Die „Anti-Soros“-Kampagne, die auch aus FPÖ-Kreisen unterstützt wird, vereint Antisemitismus und antimuslimischen Rassismus. Genau dasselbe tat der Mörder von Pittsburgh: Er wählte die Tree-of-Life-Synagoge aus, weil er ihr vorwarf (muslimische) Migrant*innen ins Land zu schleusen. Ebenso John T. Earnest, der am 27.4.2019 eine Synagoge in Poway (Kalifornien) stürmte, einen Menschen tötete und drei verwundete. Er nannte das Attentat auf die Moschee in Neuseeland als Inspiration.

Die schwarz-blaue Regierung leugnet diese Verbindung von Antisemitismus und antimuslimischem Rassismus. Im Gegenteil: Sie gibt vor, gegen Antisemitismus einzustehen und hetzt in Wahrheit gegen Muslime. Das neueste Beispiel ist die von Nationalratspräsident Sobotka (ÖVP) beauftragte Antisemitismus-Studie. Diese beinhaltet zwar einen statistisch seriös gearbeiteten Teil mit ca. 2.100 repräsentativen Interviews, die alarmierend genug sind – 39% der Befragten stimmten etwa der Aussage zu, dass „die Juden die internationale Geschäftswelt beherrschen“. Doch zusätzlich beinhaltet sie völlig unseriöse „Aufstockungsgruppen“ türkisch- und arabischsprachiger Befragter, die selbst laut Studienautoren „nicht repräsentativ“ sind. Der Regierung genügten jedoch die nicht repräsentativen Ergebnisse dieser Befragungen dafür, Muslime für Antisemitismus in Österreich hauptverantwortlich zu machen.

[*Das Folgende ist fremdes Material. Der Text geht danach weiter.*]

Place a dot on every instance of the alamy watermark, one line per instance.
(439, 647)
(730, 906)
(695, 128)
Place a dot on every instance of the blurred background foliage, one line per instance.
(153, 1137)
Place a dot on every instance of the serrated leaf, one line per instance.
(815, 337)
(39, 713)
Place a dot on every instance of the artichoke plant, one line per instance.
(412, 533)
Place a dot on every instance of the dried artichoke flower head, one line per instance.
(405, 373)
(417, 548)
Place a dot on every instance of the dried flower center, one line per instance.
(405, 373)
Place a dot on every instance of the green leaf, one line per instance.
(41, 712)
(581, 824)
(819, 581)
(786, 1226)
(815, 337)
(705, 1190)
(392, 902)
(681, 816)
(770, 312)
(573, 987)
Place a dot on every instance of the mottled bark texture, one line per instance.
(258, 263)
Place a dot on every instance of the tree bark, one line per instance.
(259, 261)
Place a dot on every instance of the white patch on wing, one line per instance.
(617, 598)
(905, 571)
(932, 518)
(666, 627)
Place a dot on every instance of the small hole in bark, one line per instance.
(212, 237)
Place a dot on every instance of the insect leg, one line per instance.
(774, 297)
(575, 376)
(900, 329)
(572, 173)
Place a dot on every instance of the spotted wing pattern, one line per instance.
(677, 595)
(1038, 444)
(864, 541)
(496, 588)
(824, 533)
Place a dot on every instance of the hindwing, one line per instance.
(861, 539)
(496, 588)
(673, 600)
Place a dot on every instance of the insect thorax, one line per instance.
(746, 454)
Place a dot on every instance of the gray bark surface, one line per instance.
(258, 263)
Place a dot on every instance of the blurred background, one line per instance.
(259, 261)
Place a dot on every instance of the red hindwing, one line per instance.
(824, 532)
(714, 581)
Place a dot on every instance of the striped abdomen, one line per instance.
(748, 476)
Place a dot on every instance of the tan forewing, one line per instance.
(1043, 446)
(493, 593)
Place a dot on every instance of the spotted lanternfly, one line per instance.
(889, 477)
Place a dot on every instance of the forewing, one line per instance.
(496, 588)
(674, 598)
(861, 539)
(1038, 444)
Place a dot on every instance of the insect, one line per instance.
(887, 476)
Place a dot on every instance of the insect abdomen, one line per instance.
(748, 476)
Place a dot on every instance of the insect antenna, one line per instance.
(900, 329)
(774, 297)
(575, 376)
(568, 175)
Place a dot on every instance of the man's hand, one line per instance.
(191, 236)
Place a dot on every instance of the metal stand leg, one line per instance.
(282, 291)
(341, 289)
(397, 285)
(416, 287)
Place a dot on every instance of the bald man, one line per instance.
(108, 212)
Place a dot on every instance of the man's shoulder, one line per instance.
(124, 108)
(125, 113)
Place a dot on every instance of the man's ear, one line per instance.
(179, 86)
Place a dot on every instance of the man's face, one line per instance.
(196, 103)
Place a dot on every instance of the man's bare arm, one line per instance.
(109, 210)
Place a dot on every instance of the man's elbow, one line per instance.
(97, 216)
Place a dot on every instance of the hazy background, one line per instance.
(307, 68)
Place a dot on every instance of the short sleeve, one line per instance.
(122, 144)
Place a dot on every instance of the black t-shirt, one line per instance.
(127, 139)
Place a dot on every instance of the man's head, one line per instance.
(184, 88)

Ja, es gibt Antisemitismus unter Muslimen - reaktionäre Regime wie in der Türkei und Saudi-Arabien säen ihn bewusst. Das tun sie, um Muslime, die auf der Suche nach Antworten auf ihre eigene Unterdrückung sind, für geopolitische kapitalistische Zwecke zu missbrauchen. Dabei bedienen sie sich derselben Hetze wie die klassische Rechte in Österreich. Diese ist aber hierzulande eindeutig die Hauptquelle des Antisemitismus: Burschenschaften, die noch heute in Liedern von „der siebenten Million“ getöteter Juden und Jüdinnen träumen, sind einflussreiche Netzwerke der rechtsextremen Eliten und besetzen wichtige Ämter im Staat. Die überwältigende Mehrheit antisemitischer Vorfälle ist österreichisch-rechtsextremer Herkunft.

Antisemitische Hetze jeglicher Art nutzt die Wut über die Missstände im Kapitalismus sowie das Unverständnis ihrer Wurzeln. Sie schieben die Schuld für den alltäglichen kapitalistischen Wahnsinn – allgemeine Konkurrenz, undurchschaubare und unkontrollierbare wirtschaftliche Abläufe usw. – auf das Judentum, um somit den Kapitalismus freizusprechen. Die Antwort kann deswegen nur der Kampf gegen den Kapitalismus sein, der den Antisemitismus (wie andere Formen des Rassismus) immer wieder als Reaktion auf seine Widersprüche hervorbringt. Dieser Kampf ist der Kampf der Arbeiter*innenklasse in ihrer ganzen Vielfalt. Ein erster Schritt könnte eine Kampagne des ÖGB sein, der sich selbst am Kongress 2018 als „Bollwerk gegen Antisemitismus“ bezeichnet hat: Mit echten Mobilisierungen gegen Antisemitismus und für soziale Verbesserungen für alle und Veranstaltungen in Betrieben und Bildungseinrichtungen, in denen über die echten Ursachen für Unterdrückung und Ausbeutung aufgeklärt wird.